In this style, learning happens when you do a physical (kinesthetic) activity.  Many people retain information just fine by listening to or watching others, but physical learners need to have a hands-on approach.  If you enjoyed gym class or attending labs where you could test out textbook theories, then this learning style may fit you.  Most dancers are also physical learners.  You may be a physical learner if:

·         You remember steps best after doing them yourself

·         Listening to or watching choreography isn’t enough to retain it.  You need to do it!

·         You feel frustrated if you don’t have enough space to dance

·         You are the type of person that needs to be active

·         You are a dancer.  Period.  It’s almost impossible to be a dancer without learning kinesthetically!
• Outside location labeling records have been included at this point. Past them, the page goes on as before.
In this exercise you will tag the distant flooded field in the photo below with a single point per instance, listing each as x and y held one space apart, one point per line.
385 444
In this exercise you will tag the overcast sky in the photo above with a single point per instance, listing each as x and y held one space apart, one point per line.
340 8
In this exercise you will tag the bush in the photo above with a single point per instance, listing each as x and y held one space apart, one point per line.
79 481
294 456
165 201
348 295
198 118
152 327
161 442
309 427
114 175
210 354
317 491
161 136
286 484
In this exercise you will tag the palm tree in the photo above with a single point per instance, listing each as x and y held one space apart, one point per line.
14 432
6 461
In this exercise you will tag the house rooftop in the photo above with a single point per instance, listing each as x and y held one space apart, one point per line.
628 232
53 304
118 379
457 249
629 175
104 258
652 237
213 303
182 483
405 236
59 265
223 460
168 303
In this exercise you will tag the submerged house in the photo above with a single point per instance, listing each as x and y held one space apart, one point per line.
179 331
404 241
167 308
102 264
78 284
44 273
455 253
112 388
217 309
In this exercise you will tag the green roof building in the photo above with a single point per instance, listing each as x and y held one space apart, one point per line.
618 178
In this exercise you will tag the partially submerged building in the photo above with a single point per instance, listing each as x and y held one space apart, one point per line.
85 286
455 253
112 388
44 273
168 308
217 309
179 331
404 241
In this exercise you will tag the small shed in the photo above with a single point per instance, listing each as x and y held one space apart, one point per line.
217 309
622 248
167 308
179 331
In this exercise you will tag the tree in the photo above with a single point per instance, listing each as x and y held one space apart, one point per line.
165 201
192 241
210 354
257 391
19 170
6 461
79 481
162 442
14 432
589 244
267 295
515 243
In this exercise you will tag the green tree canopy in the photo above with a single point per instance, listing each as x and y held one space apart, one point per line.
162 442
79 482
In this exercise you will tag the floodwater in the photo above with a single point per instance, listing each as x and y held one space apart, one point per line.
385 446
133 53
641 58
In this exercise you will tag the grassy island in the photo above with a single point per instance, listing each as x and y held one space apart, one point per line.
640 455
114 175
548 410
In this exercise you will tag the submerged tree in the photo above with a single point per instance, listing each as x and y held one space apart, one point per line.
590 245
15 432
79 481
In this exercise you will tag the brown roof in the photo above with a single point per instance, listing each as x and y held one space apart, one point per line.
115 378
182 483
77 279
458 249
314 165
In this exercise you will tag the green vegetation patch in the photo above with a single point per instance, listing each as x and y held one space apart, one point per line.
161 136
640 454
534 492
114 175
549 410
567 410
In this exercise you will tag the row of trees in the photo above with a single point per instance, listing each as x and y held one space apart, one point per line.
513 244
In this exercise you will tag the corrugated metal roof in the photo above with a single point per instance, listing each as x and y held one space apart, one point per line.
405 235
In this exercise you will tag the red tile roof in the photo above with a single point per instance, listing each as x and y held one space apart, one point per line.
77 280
These types of learners are great with numbers (they are also called “mathematical” learners).  Logical types tend to classify and group information in order to help them understand it.  They also easily recognize patterns.  This learning style may not seem like it could relate to an artistic activity like dance, but many dancers need to use logical techniques in their lessons.  For instance, you may be a logical learner if:

·         Mentally separating choreography into chunks/sections helps you to remember it

·         You can recognize patterns or sequences easily when learning choreography or steps

·         You are a good problem solver: You can easily figure out alternate steps or change choreography if needed

·         Agendas and to-do lists in class are important to you

·         You rank lessons/dance subjects in order of importance for learning

·         You need counts in order to understand choreography



Not surprisingly, the people surrounding you can affect how you learn.  Social (interpersonal) learners work best when they are socializing and communicating with other people.  You’ll always find that they prefer to learn in groups.  You may be a social learner if:

·         You prefer group classes

·         Large class sizes don’t bother you

·         You get nervous when you have to dance alone or with less than two people

·         You enjoy bouncing ideas off of others in class

·         You are comfortable with a lot of socialization

·         Team projects excite you

·         Group goals are important to you

·         You’re able to focus on steps even in a crowded studio



Solitary (intrapersonal) learners are more comfortable figuring things out on their own.  This doesn’t mean that these types of people don’t work well in groups, but it does mean they do their best work when they are by themselves.  This learning style pairs very well with the other styles listed above, as well.  You may be a solitary learner if:

·         One-on-one lessons are your preferred method of learning

·         Your retention is best after an instructor works with you privately

·         You prefer when the studio is less crowded or empty

·         Personal goals are your primary focus

·         You get frustrated with lessons that point out information you feel you already grasp

·         Your concentration is best when you focus on your thoughts and feelings during class

·         Distraction happens fairly easily if the studio is crowded or if you feel others are disruptive

When people explore these learning styles, many find that they relate to two or more.  You may even discover that you identify with all of these.  Figuring out your learning style(s) can help you to develop your dance skills, but it can definitely beneficial for many other fields, as well.  Learning about yourself and finding out what works best for you is one of the best ways to guarantee that you are successful in whatever discipline you pursue!